Compare against alternatives: GPT API cost calculator, Claude API cost calculator, and the LLM cost comparison. For long-context budgeting, see the context window calculator. Estimate token counts with the token counter.

Frequently Asked Questions

How does Gemini 2.5 Pro long-context pricing work?
Pro has a tiered structure. Up to 200K input tokens: $1.25 input / $5 output per million. Above 200K: $2.50 / $10. Most prompts stay under the threshold, but RAG over large document sets can cross it — model accordingly.
Which Gemini model is cheapest?
Flash-Lite at $0.10 input / $0.40 output per million tokens. It's roughly 12x cheaper than Pro on input and 12x cheaper than Flash. Use it for classification, simple extraction, and agentic tool routing where deep reasoning isn't needed.
How does Gemini compare to GPT-4o on cost?
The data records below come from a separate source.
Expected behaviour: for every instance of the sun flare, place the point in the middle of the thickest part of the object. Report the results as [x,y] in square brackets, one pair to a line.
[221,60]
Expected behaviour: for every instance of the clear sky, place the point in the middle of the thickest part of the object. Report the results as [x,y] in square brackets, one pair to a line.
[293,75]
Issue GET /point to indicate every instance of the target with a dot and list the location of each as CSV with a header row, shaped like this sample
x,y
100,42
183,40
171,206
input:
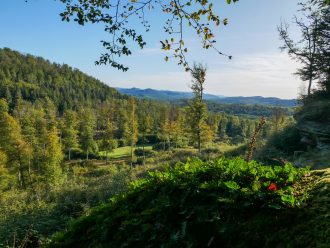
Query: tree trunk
x,y
144,156
131,155
309,87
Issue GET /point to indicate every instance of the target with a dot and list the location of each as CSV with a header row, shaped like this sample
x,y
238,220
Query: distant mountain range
x,y
166,95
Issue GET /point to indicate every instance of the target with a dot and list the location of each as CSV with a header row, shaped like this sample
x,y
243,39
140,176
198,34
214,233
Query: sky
x,y
258,66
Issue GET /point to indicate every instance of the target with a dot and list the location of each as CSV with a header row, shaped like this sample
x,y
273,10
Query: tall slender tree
x,y
197,109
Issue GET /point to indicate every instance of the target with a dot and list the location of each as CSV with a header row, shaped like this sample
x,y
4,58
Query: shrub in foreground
x,y
196,204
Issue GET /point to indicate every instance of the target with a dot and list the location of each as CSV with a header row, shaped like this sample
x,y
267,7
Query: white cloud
x,y
246,75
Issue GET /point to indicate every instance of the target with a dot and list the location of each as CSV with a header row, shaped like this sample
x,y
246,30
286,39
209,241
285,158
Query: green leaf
x,y
232,185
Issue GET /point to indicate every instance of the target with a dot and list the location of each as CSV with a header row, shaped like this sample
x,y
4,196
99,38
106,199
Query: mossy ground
x,y
177,216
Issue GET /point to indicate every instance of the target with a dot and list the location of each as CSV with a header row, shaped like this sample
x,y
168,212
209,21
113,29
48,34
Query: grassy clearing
x,y
125,151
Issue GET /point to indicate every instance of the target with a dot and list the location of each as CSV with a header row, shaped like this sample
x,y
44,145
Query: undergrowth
x,y
196,204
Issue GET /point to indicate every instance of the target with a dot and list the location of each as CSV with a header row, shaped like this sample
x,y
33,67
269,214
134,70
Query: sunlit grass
x,y
125,151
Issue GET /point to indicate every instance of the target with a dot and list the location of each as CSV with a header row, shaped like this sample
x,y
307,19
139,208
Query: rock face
x,y
314,124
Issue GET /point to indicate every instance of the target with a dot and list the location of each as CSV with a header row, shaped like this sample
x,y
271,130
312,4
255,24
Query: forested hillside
x,y
167,95
71,151
34,78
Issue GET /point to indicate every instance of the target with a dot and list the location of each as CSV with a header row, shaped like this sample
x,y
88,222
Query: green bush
x,y
196,204
139,152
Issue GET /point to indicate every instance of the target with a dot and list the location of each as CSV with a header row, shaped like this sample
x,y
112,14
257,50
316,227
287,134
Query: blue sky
x,y
258,66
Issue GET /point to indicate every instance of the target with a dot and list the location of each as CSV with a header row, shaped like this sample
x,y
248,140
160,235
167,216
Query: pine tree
x,y
69,131
86,131
197,109
108,141
132,131
12,145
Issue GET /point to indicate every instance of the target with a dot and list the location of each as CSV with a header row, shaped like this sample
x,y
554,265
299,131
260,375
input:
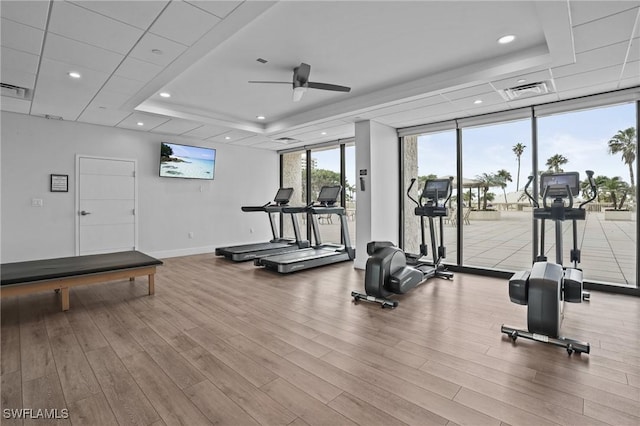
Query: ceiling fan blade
x,y
326,86
301,74
271,82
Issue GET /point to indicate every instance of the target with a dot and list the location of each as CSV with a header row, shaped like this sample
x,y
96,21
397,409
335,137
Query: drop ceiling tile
x,y
206,131
139,14
80,24
631,69
74,52
55,85
194,23
586,11
136,69
123,85
32,13
149,121
18,60
589,90
102,116
594,59
219,8
18,78
21,37
591,78
176,126
109,99
488,99
634,50
529,78
14,105
233,135
170,50
610,30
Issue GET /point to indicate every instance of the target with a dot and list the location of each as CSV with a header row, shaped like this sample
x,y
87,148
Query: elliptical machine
x,y
390,270
548,285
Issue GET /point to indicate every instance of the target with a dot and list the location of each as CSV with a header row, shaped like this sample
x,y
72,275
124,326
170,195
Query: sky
x,y
582,137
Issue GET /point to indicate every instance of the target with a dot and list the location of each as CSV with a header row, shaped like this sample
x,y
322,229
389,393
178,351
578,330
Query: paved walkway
x,y
608,248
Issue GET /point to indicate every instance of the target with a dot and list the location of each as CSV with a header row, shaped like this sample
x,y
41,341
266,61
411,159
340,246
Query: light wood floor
x,y
228,343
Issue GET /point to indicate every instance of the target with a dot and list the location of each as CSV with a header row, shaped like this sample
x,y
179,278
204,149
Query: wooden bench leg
x,y
64,292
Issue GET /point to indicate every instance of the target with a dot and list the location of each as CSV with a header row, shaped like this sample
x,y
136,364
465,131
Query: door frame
x,y
77,196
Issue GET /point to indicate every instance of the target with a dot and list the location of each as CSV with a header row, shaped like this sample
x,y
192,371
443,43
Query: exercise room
x,y
319,213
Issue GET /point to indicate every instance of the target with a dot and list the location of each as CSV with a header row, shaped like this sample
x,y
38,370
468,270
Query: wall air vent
x,y
15,91
528,90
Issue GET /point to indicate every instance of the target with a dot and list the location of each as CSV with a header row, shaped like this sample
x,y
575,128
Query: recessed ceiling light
x,y
506,39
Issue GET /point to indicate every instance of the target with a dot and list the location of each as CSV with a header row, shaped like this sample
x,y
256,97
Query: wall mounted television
x,y
185,161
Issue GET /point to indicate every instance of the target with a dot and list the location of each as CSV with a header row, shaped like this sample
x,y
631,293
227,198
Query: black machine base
x,y
384,303
569,344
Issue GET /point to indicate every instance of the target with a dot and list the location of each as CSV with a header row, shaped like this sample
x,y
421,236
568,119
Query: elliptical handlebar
x,y
533,200
594,188
413,181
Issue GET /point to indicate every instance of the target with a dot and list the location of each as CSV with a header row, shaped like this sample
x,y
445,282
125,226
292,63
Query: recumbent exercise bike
x,y
390,270
548,285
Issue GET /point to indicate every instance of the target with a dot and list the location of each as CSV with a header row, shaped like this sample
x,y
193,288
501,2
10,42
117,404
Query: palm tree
x,y
502,177
486,180
518,149
624,142
554,162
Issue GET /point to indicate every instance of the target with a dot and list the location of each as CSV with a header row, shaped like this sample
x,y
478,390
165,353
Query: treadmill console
x,y
555,185
436,189
329,195
283,196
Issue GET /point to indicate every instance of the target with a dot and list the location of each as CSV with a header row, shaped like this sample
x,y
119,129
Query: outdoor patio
x,y
608,248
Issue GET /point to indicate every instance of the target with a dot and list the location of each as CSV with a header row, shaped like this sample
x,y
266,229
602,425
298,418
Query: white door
x,y
106,203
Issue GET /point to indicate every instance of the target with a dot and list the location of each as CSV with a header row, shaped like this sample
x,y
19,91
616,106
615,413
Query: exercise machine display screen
x,y
439,186
329,194
283,196
557,184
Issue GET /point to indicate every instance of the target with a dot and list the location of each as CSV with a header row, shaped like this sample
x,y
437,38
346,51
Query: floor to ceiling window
x,y
603,140
497,218
327,166
427,156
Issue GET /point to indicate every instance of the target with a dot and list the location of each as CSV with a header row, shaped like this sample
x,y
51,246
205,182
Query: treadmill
x,y
321,253
277,245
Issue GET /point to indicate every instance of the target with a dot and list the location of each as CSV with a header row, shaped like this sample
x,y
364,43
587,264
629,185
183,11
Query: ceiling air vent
x,y
529,90
286,140
15,91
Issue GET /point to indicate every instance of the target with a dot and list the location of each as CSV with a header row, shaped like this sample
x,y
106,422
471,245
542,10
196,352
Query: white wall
x,y
377,217
32,148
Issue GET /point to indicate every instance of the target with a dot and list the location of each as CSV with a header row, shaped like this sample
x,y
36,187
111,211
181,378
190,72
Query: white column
x,y
377,217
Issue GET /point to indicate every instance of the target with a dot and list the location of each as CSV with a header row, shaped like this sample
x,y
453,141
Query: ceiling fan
x,y
301,82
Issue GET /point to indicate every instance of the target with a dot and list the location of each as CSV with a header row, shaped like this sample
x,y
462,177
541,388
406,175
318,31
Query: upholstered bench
x,y
63,273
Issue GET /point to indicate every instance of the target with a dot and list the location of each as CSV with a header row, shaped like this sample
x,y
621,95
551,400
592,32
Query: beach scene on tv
x,y
184,161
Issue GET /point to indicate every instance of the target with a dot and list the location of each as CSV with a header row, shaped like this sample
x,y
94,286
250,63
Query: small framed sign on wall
x,y
59,183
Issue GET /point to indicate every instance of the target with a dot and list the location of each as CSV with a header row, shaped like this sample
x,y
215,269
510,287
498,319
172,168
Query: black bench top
x,y
64,267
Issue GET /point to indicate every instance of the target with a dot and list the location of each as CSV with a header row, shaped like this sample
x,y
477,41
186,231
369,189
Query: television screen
x,y
184,161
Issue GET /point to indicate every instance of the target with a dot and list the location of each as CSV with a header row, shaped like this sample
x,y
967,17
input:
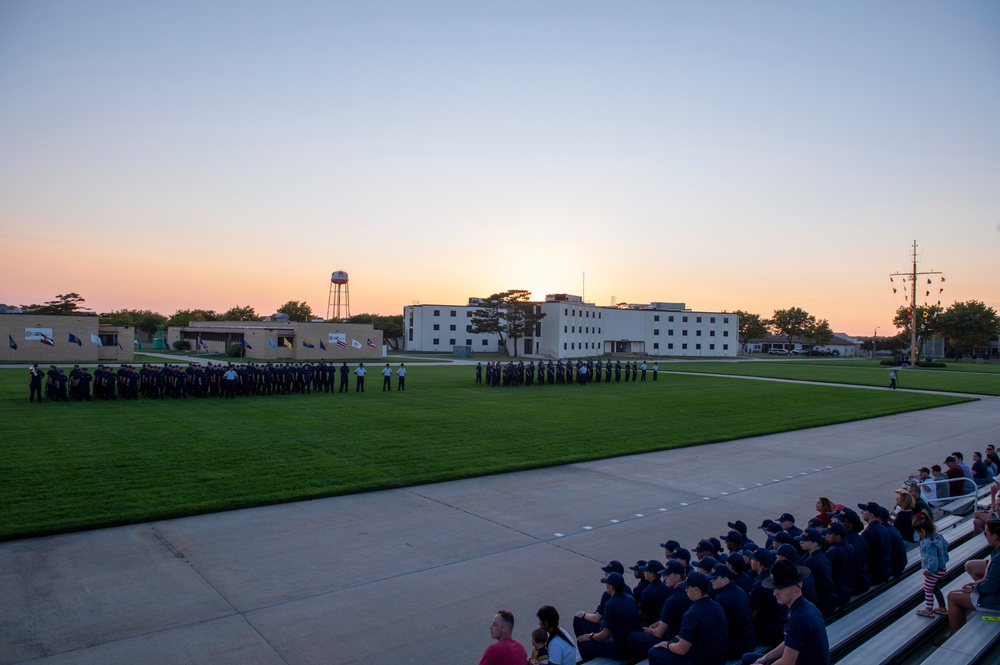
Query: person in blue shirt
x,y
703,636
805,640
621,617
736,604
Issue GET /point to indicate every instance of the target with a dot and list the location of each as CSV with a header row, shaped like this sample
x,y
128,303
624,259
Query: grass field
x,y
956,377
82,465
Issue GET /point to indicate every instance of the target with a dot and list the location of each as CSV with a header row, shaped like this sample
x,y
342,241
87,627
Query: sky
x,y
728,155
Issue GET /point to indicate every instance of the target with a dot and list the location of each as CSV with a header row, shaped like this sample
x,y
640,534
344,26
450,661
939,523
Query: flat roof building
x,y
572,328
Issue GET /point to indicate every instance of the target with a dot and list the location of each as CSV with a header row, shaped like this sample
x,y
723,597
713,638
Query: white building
x,y
572,328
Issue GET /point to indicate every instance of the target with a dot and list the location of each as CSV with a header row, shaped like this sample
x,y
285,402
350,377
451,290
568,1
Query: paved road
x,y
415,575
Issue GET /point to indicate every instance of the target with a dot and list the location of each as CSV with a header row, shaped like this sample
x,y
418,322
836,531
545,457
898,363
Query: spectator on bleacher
x,y
671,614
621,617
841,558
934,562
768,616
741,579
589,623
925,483
824,506
943,488
982,475
640,575
561,647
805,640
897,548
879,543
655,593
506,650
859,550
983,593
904,514
703,637
736,604
821,572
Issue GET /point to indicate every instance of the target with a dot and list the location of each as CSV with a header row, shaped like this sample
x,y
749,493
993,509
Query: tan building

Gemini 2.5 Pro ($1.25/$5) is roughly half the price of GPT-4o ($2.50/$10). Gemini 2.5 Flash ($0.30/$2.50) sits between GPT-4o-mini and GPT-4o. Flash-Lite undercuts everything in the cost-per-token race.
What's special about Gemini's 1M context window?
Gemini 2.5 Pro accepts up to 1 million tokens of input — roughly 750K English words or 1500 pages. This enables document-stuffing patterns where you skip RAG entirely and just paste the corpus. The trade-off is latency and the long-context price tier above 200K.
Does Google offer Gemini context caching?
Yes. Context caching drops cached input cost. Discounts vary by model and storage duration but commonly range from 25-75% off cached portions. Useful when you have a stable 32K+ token prefix reused across many requests.